Concrètement, nous avons mis l’accent sur le travail de terrain, discrètement et efficacement. Vous constatez bien que nous ne sommes pas impliqués dans le jeu de massacres et de folies qui s’étale sur les plateaux de télévision. Ce n’est pas cela la politique et ce n’est pas cela dont notre pays a besoin en ce moment. Nous sommes en train de structurer les régions, en nous appuyant sur des personnes sûres, de vrais militants, de vrais patriotes et non des opportunistes et des aventuriers qui nous ont assailli par grappes au début. Certains arrivaient en croyant trouver du travail, en croyant trouver de l’argent, en portant des discours de trahison de leur ancien parti. Ces siglés sont tous partis et nous pouvons travailler et avancer de façon ordonnée. Donnez-nous le temps, soyez patients et vous verrez ce que nous allons faire.

Mais on vous voit plus en action et sur tous les fronts ?

Mais bien sûr que oui, et c’est ça le sens du sacrifice et de l’engagement d’un leader, d’un chef des troupes, d’un porteur d’espérances et d’ambitions pour de grandes causes. Je m’appelle quand même Shanda Tonme et pas monsieur n’importe qui ou le grand n’importe comment. Je suis connu et j’ai un passé, un bilan et un discours clair et précis. Je suis le chef qui énonce la ligne et trace les orientations doctrinales et idéologiques, et je suis la première référence morale et éthique du parti. Presque chaque jour, je prends position, je montre le chemin, je trace les lignes et les structures à la base débattent, approuvent, intègrent et popularisent. Nous avançons et fermement.

Je voudrais ensuite vous dire que gérer un parti politique c’est bâtir des passerelles chaque jour, c’est réinventer de nouvelles cordes à chaque instant pour tenir les renforcer les brebis et positionner le berger, c’est tenir ferme le socle d’une idéologie et des doctrines avec ou sans les moyens matériels et humains. Le MPDR n’a que deux ans, mais aucun autre parti existant n’a autant fait parler de lui en termes de littératures indicatives sur ses positions, ses doctrines et ses orientations. Notre capacité de travail et de mobilisation didactique est sans limites et sans comparaison.

Monsieur le Président et Médiateur, une dernière question : Cabral Libi qui dit qu’il va prendre Etoudi en 2024. Qu’en pensez-vous ?

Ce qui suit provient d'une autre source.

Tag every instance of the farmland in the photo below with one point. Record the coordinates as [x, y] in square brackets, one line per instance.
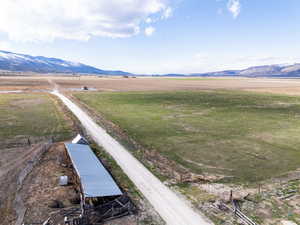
[31, 115]
[248, 136]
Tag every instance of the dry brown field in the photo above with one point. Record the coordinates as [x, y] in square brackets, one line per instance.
[67, 83]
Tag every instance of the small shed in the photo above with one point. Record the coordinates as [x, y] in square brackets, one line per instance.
[80, 140]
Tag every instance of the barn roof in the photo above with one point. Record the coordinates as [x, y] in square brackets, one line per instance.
[96, 181]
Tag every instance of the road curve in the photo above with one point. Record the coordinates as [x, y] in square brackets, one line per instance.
[171, 208]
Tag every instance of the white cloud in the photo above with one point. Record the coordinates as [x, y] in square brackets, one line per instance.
[149, 20]
[234, 7]
[46, 20]
[167, 13]
[149, 31]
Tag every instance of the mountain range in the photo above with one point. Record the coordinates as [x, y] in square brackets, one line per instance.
[26, 63]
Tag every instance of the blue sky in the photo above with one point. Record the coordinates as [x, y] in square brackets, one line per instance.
[155, 36]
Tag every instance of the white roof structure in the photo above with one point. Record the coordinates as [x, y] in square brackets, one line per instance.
[95, 180]
[80, 140]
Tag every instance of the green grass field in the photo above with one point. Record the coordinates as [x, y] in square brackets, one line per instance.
[249, 136]
[31, 115]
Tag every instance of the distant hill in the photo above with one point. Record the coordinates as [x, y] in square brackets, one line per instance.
[257, 71]
[25, 63]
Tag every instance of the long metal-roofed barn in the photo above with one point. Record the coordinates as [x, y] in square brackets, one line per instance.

Voilà un jeune extraordinaire pour qui je déborde d’admiration. Il vaut mieux faire envie que de faire pitié, et voilà un leader politique qui montre le chemin et prône la gloire. Quoi de plus normal ? Un parti est créé pour cela, pour le succès, pour la propulsion au sommet de son chef et des ses idées. Toutefois, le chemin est encombré de concurrents et de prétendants, les uns plus réalistes ou plus préparés que les autres, mais tous méritent de la considération. Il demeure que partir à point, c’est mieux, et partir en étant certain de maîtriser les obstacles et de bien connaître ses capacités ainsi que celles des concurrents, c’est encore mieux. Le MPDR ne fera de cadeau à personne, mais le MPDR ne gênera ni ne combattra personne qui porte les idéaux du dialogue et de la réconciliation, et qui affiche des ambitions et un programme noble, honnête et efficace pour le destin du Cameroun. A tous, je conseillerai seulement de faire très attention à Shanda Tonme. Le match pourrait en effet s’avérer plus compliqué./.